[PATCH rdma v1] RDMA/mlx5: Fix devx subscribe-event unwind NULL dereference

Prathamesh Deshpande posted 1 patch 1 month, 3 weeks ago
There is a newer version of this series
drivers/infiniband/hw/mlx5/devx.c | 9 ++++++---
1 file changed, 6 insertions(+), 3 deletions(-)
[PATCH rdma v1] RDMA/mlx5: Fix devx subscribe-event unwind NULL dereference
Posted by Prathamesh Deshpande 1 month, 3 weeks ago
MLX5_IB_METHOD_DEVX_SUBSCRIBE_EVENT() links event_sub into sub_list
before initializing the fields used by the shared error path.

If eventfd_ctx_fdget() then fails, the unwind path dereferences
event_sub->ev_file in uverbs_uobject_put() and calls
subscribe_event_xa_dealloc() with event_sub->xa_key_level1 still unset.
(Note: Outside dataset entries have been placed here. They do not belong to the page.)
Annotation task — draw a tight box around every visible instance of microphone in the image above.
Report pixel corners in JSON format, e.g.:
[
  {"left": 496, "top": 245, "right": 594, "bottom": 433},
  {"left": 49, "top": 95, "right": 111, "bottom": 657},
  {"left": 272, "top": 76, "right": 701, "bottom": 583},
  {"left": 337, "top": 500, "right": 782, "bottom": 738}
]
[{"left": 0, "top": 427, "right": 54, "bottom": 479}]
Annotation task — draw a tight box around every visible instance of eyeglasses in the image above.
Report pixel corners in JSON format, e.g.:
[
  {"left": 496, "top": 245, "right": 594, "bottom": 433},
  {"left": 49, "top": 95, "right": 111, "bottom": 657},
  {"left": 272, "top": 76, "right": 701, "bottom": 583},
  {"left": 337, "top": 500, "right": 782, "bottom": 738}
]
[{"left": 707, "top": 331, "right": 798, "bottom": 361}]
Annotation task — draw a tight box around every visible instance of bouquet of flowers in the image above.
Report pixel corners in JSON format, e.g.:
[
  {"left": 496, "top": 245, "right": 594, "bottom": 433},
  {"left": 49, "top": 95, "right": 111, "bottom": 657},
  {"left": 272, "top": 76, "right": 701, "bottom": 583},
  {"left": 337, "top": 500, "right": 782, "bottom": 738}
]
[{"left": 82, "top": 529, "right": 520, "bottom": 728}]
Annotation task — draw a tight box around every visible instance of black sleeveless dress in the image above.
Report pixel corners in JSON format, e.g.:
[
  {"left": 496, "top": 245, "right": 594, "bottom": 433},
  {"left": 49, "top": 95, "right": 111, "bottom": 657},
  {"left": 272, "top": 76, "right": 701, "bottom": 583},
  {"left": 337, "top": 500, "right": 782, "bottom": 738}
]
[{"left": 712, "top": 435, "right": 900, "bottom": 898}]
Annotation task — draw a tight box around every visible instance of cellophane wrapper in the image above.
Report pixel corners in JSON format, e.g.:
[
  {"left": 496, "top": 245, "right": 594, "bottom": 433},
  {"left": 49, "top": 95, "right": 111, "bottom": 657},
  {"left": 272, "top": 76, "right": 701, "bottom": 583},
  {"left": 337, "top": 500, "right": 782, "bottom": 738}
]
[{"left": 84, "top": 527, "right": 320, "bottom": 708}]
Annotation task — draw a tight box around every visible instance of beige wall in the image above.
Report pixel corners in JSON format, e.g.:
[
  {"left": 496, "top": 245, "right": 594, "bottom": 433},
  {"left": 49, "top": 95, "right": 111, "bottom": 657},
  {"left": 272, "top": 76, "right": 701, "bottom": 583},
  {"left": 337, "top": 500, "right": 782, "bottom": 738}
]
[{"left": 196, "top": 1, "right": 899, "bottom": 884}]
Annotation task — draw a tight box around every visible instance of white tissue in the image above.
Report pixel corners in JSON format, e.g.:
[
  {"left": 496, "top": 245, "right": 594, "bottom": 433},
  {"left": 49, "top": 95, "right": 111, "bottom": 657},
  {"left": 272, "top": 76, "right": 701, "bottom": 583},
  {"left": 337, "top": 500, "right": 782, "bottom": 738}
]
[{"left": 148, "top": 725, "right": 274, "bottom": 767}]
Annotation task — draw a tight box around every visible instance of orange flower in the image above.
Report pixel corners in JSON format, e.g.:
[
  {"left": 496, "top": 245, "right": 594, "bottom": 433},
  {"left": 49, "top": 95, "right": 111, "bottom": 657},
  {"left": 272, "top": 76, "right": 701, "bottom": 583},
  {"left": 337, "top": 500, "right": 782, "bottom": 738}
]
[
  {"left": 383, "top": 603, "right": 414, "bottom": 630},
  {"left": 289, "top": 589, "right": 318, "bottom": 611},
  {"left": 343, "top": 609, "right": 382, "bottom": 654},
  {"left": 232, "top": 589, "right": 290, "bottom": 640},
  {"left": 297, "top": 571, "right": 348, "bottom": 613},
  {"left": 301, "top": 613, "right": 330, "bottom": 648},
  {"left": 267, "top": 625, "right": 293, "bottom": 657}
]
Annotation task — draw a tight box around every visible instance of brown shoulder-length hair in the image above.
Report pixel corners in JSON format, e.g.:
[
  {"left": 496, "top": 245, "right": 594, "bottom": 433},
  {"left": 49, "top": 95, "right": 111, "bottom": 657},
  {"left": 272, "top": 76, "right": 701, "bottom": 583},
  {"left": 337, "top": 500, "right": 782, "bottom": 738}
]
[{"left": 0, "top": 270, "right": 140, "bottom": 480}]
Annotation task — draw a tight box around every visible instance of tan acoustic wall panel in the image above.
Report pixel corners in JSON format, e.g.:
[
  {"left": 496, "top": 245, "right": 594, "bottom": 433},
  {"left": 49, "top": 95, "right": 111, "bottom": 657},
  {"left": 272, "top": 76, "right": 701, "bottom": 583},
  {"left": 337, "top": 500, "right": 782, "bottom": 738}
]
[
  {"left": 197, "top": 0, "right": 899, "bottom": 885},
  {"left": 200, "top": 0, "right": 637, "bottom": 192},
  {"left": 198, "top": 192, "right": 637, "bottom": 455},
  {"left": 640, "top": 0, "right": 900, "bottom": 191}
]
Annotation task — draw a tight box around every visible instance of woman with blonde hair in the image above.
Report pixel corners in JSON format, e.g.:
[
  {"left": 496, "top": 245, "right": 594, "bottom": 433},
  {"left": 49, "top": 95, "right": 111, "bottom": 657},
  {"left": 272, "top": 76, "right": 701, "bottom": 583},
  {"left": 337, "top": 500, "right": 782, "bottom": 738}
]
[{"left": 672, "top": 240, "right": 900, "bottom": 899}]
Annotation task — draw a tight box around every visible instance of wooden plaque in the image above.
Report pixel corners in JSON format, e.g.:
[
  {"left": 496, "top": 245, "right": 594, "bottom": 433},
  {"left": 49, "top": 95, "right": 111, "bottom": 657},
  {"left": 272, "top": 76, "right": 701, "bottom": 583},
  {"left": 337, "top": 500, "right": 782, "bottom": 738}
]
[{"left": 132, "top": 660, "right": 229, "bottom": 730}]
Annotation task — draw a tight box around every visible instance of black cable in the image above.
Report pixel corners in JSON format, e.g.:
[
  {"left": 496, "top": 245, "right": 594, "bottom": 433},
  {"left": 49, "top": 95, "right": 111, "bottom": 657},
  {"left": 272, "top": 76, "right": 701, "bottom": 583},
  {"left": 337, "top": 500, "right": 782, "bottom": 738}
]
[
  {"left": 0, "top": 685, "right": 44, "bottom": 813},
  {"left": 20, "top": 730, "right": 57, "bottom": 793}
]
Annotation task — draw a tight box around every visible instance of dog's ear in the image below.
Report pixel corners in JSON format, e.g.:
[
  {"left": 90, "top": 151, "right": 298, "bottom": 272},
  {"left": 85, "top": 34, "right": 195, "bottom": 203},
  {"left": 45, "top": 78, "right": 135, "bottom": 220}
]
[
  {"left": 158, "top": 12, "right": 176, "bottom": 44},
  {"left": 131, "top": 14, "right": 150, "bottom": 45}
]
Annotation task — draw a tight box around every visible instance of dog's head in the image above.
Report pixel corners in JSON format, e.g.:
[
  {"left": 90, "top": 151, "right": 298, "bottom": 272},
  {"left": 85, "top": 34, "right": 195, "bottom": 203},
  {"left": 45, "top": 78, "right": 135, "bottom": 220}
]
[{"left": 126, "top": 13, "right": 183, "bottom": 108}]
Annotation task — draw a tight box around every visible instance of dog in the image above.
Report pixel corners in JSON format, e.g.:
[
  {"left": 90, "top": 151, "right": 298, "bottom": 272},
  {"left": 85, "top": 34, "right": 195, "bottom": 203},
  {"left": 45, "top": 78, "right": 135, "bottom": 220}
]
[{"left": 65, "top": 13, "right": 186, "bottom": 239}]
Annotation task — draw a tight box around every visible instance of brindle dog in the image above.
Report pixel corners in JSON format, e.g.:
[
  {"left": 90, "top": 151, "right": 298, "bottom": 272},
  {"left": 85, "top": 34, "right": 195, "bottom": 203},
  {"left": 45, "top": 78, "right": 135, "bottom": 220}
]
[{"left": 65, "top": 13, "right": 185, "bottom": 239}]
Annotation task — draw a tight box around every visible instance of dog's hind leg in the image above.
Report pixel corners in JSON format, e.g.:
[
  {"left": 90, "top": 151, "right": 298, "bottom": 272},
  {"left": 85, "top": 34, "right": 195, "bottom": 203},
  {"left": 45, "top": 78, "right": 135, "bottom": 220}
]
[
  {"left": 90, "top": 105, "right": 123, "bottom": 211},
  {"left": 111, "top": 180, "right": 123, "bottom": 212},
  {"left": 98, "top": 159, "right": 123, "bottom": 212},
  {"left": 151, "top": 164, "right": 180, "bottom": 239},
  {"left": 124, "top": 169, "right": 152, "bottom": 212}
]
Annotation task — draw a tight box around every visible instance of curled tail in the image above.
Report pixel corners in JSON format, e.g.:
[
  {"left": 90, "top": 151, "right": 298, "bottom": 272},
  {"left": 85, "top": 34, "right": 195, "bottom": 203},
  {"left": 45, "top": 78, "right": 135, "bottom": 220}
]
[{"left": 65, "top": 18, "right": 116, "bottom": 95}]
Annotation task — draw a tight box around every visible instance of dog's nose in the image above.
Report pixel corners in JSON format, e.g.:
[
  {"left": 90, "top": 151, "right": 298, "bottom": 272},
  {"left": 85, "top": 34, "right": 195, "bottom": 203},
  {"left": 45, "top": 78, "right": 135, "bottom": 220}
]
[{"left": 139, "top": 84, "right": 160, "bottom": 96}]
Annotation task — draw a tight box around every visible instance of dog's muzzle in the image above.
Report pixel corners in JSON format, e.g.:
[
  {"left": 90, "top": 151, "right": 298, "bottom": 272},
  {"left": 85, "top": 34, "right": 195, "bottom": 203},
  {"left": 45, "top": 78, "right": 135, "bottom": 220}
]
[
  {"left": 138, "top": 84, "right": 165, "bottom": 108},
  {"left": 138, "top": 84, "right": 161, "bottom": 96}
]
Also, if kzalloc_obj() for event_sub fails after
subscribe_event_xa_alloc() succeeds, the current iteration is not yet
tracked in sub_list, so the shared unwind path cannot undo the XA
allocation.

Initialize the shared-unwind fields before linking event_sub into
sub_list and explicitly unwind the XA allocation on event_sub allocation
failure.

Fixes: 759738537142 ("IB/mlx5: Enable subscription for device events over DEVX")
Signed-off-by: Prathamesh Deshpande <prathameshdeshpande7@gmail.com>
---
 drivers/infiniband/hw/mlx5/devx.c | 9 ++++++---
 1 file changed, 6 insertions(+), 3 deletions(-)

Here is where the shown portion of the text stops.